We all win with trade. Producers gain access to new markets, sellers gain access to goods that buyers want, and consumers gain greater choice and lower prices. High tariffs, on the other hand, just get passed on to consumers and make manufacturers’ goods too expensive to remain competitive in international markets, putting at risk the nearly 5 million U.S. jobsthat result from trade with Mexico, and the nearly 9 million that depend on trade with Canada.
Arizona Sen. Jeff Flake was right on the money when he and several of his Senate colleagues wrote to the new USTR in a letter last week, “Given that the agreement is more than two decades old, there are areas in which NAFTA will benefit from strengthening and modernization. On the other hand, efforts to abandon the agreement or impose unnecessary restrictions on trade with our North American partners will have devastating economic consequences.”
Now that we’re in the nascent stages of a NAFTA 2.0, it’s incumbent on job creators to speak up about trade’s ability to grow the economy and NAFTA’s role in establishing North America as an economic powerhouse, a trilateral three amigos of prosperity.
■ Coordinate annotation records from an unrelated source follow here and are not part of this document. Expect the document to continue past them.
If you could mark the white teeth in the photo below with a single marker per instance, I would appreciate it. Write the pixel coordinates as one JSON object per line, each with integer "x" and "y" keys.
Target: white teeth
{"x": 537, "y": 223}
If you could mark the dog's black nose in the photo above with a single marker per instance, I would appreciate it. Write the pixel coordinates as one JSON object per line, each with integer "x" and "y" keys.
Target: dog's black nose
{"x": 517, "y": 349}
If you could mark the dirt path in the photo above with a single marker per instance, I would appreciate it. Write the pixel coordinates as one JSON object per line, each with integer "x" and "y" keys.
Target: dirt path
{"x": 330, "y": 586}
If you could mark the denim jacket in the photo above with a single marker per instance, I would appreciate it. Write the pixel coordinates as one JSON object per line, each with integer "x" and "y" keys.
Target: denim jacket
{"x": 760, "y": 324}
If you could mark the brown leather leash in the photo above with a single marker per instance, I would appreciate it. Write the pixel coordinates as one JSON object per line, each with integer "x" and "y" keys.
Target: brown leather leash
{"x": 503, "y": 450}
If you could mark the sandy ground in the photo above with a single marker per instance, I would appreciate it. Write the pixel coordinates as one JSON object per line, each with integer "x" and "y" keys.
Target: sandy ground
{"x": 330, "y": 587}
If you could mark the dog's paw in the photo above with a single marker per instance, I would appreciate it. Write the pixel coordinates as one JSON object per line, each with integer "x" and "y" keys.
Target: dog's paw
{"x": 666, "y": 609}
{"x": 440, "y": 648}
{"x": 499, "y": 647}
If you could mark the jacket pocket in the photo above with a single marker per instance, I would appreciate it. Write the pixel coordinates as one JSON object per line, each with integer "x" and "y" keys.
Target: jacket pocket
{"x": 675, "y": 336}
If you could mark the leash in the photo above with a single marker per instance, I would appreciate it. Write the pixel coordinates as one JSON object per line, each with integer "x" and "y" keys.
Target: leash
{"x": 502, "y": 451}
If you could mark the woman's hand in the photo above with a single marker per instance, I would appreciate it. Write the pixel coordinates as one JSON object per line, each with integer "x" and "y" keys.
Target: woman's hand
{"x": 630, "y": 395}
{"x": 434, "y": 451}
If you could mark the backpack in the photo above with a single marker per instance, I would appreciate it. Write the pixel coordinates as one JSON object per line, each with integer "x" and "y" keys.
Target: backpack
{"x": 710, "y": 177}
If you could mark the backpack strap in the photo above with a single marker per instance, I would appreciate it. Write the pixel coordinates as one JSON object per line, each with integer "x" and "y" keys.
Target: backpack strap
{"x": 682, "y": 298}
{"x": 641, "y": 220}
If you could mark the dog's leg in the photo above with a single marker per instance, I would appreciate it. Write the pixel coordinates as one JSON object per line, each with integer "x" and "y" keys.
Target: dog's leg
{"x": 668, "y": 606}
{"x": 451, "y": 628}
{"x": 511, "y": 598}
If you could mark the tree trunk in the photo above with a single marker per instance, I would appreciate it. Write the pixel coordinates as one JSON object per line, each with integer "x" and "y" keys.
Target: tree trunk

But for Arizona, the stakes are even higher. We should be in the driver’s seat when it comes to shaping the next NAFTA.
In addition to Mexico being our top trading partner by a longshot, and Canada being our number 2 top export destination, as well as maintaining an overall trade surplus, we have two of the most pro-trade U.S. senators in John McCain and Jeff Flake, a big city mayor in Phoenix’s Greg Stanton, who has led dozens of trade missions to Mexico, and a governor in Doug Ducey, who has forged the two nations’ best cross-border gubernatorial relationship with his counterpart, Sonora Gov. Claudia Pavlovich.
Gov. Ducey understands trade’s impact on Arizona’s ability to compete with anyone in the world. The coup of landing Lucid Motors’ investment in Pinal County was made possible by the governor’s ability to speak with confidence and a true belief in his state’s relationship with his neighbor, the integrated cross-border supply chains, and an overall jobs-friendly approach to governing.
As the governor said recently in his remarks at the International State of the State before an audience of the Phoenix Committee on Foreign Relations, Arizona and Mexico’s fates are intertwined to a major degree.
We’re more than neighbors, he said. Neighbors can move. We can’t. So, we should approach our relationship with a prevailing spirit of cooperation and a desire to promote prosperity throughout our entire region, and remind ourselves at every turn that trade should not be some abstract concept between international powers, but instead a real-life facilitator of relationships between buyers, sellers, entrepreneurs, and innovators.
So, let’s make those transactions faster, easier, and less expensive, and grow the jobs they generate.
Now is not the time to be passive or to wilt under the responsibility of reshaping our most important trade agreement for today’s economy. Arizona is the state best positioned to be the new NAFTA’s success story. Let’s make it happen.